Jada Art Fair founders Jônatas Chimen Dias DaSilva-Benayon (left) and Dana Blickensderfer Photo by Fillipe Murino
 

When Art Basel announced in September that it wouldn’t be returning to the Miami Beach Convention Center for Miami Art Week this year, the disappointment was felt in the global art community. Others soon followed suit, with satellite events like Art Miami, SCOPE Art, and NADA forgoing their annual Florida editions. (Several fairs, including Basel, eventually announced they will hold virtual exhibitions this year.)

Jada Art Fair, however, is keeping the spirit of Miami Art Week alive and pushing forward with its in-person exhibitions from Thursday, December 3, through Sunday, December 6.

Jada made its debut last year inside the building that once housed the Blue Sky Marketplace at 1250 Normandy Dr. in Miami Beach and attracted more than 2,000 guests. It also organized an art conference, dubbed JadaTalks, that welcomed 40 speakers — from journalists to artists and activists — to share their thoughts on art and social issues.

But Jada’s organizers see the event as more than an art fair. It’s an art movement started by a collective of artists eschewing contemporary art’s reputation of being devoid of meaning and substance.

 

The collective was started by Jônatas Chimen Dias DaSilva-Benayon, a Brazilian-American symbolist artist, academic, public speaker, and author; and Dana Blickensderfer, an international visual artist, editor, and entrepreneur. The pair met a few years ago during Miami Art Week through one of Chimen’s exhibits. They stayed in touch, eventually coming together to collaborate on the Wandering Masters Art Salon in 2015.

While working together on the salon, Chimen and Blickensderfer began to talk about what kind of art they yearned to see more of. They agreed that art should place an emphasis on social issues through sincere, meaningful conversations, which contrasts popular ideas that had stemmed from past art movements, such as postmodernism. According to Chimen, who also teaches art courses at Broward College, postmodernism inaugurated the notion of making “art for art’s sake,” something Jada strongly disagrees with.

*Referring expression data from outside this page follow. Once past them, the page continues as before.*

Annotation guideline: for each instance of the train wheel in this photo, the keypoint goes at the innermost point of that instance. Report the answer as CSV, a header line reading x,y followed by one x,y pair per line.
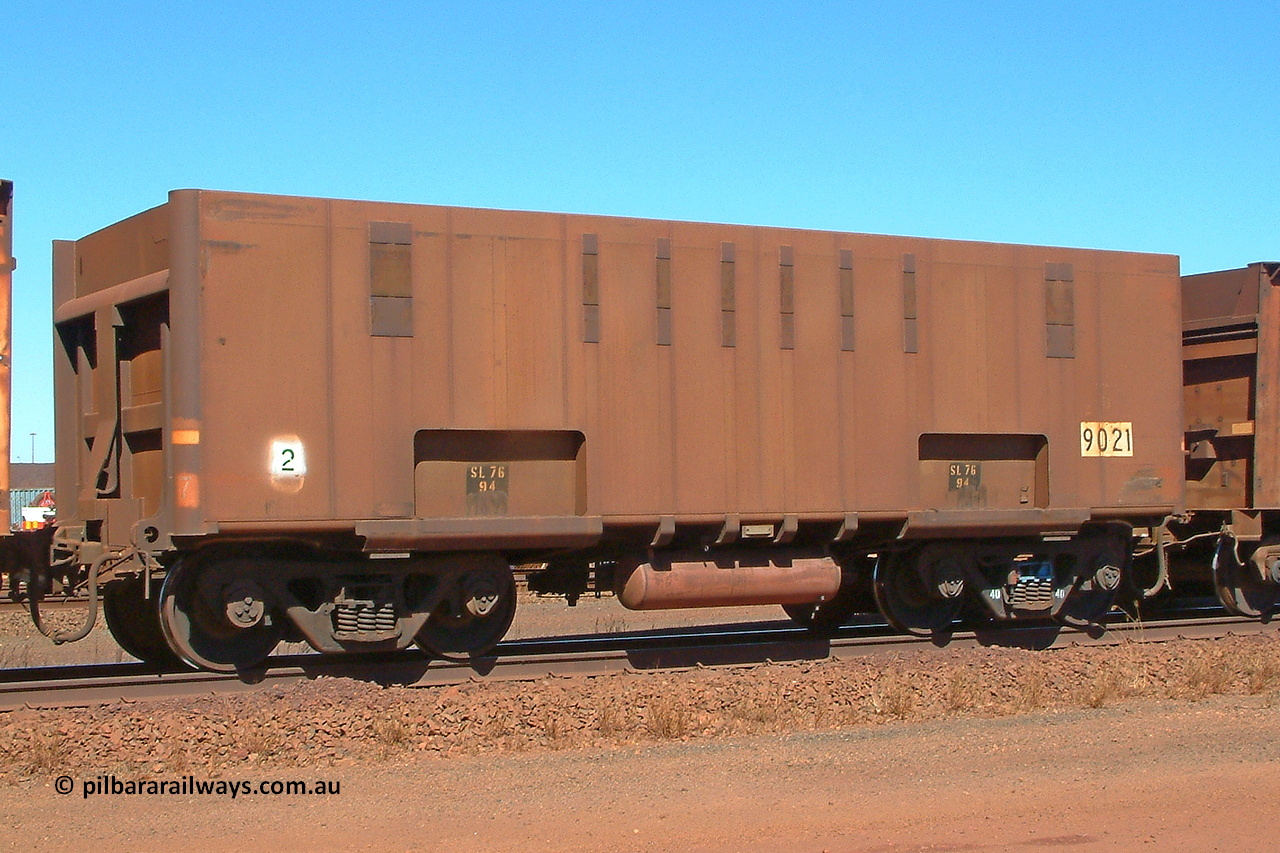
x,y
920,593
135,621
1089,602
196,611
472,620
830,614
1239,584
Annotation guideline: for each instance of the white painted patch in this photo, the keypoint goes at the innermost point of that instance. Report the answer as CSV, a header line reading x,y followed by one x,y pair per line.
x,y
288,463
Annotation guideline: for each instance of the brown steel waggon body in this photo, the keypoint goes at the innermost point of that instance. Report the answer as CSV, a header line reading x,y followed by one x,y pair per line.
x,y
346,422
1232,420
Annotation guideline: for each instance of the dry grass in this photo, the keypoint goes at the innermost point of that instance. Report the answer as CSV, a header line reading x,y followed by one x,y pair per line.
x,y
963,692
45,755
1260,670
666,720
892,697
609,721
1206,674
1032,690
1104,689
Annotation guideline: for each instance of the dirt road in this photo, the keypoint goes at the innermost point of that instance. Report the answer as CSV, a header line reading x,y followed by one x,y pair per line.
x,y
1169,775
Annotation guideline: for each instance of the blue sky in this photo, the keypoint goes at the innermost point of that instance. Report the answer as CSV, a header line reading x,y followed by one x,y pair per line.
x,y
1136,126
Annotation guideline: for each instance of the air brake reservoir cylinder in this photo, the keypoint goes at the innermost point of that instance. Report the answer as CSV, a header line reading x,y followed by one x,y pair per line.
x,y
726,579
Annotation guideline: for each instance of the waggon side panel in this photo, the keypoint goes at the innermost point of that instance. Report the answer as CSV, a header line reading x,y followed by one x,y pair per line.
x,y
7,265
265,347
498,340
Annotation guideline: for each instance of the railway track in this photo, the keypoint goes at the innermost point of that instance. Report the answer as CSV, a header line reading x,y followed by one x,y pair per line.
x,y
576,656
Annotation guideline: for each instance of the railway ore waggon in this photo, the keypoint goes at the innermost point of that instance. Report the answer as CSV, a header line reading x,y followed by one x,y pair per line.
x,y
1232,406
348,422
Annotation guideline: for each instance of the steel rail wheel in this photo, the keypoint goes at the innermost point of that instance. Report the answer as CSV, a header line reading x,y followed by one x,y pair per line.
x,y
193,619
1239,585
919,593
135,621
475,617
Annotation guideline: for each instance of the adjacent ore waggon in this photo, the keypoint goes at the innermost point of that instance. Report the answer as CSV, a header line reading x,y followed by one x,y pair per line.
x,y
1232,410
353,423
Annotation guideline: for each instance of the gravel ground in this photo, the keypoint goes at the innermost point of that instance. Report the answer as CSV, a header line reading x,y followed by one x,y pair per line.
x,y
339,721
1166,746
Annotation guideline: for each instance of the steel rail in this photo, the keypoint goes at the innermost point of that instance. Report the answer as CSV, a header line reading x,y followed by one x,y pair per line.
x,y
574,657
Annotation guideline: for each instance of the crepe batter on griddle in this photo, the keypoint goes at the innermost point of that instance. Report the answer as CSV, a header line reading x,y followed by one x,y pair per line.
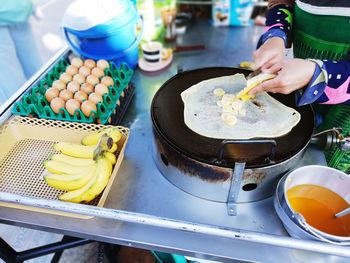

“One thing about postmodernism that doesn’t work for us today is the lack of understanding that art does have a purpose. We cannot just worry about the painted surface,” Chimen explains. “In postmodernism, it was said that the painted surface should be the totality of the concern of the artist, and that’s not true at all. We want to make sure we carry on narratives, identity, and purpose while being able to speak our minds both politically and ideologically.”

This year’s fair returns to the burgeoning Normandy Isle Arts District, a project that Chimen says he’s been working with city officials to get off the ground and bring attention to the often-overlooked area of Miami Beach.

 

“For the past five to seven years we have been working together with local city officials and community members with the idea of making sure North Beach gets the attention of investors, without going through the process of gentrification that could be damaging to the local identity of the community,” Chimen shares. 

With the pandemic still looming over everyday life, Jada has adjusted its model to the New Normal. To adhere to regulatory guidelines, the art will be displayed across several venues, including the abandoned Blue Sky Marketplace and the International Inn on the Bay. While last year’s event was salon-style, this time around, Jada will follow a more traditional art-fair format with gallery booths. The fair will also host galleries virtually via Artnet.

Jada’s art conference, JadaTalks, also makes a return. Talks will be livestreamed, opening the doors for speakers and listeners from all over the world to tune in for a diverse experience.

“We want to focus on bringing people together from communities around the world that have suffered especially hard,” Chimen says. “For instance, artists from Iran. People who protest there are usually executed. Many of our own Iranian artists that showed at our virtual reality exhibits [earlier this year], had to do so in secret because they could be prosecuted by the local government for [criticizing] the government.”

At Jada’s core is a commitment to artists who reflect on what’s happening in society and the world.

“Our art has to speak about our feelings, and the immediacy of the moment is to talk about society, the environment, the need for social justice, and the need to embrace the plight of the suffering other,” Chimen says.

Jada Art Fair. Thursday, December 3, through Sunday, December 6, at 1250 Normandy Dr., Miami Beach; jadaartfair.com.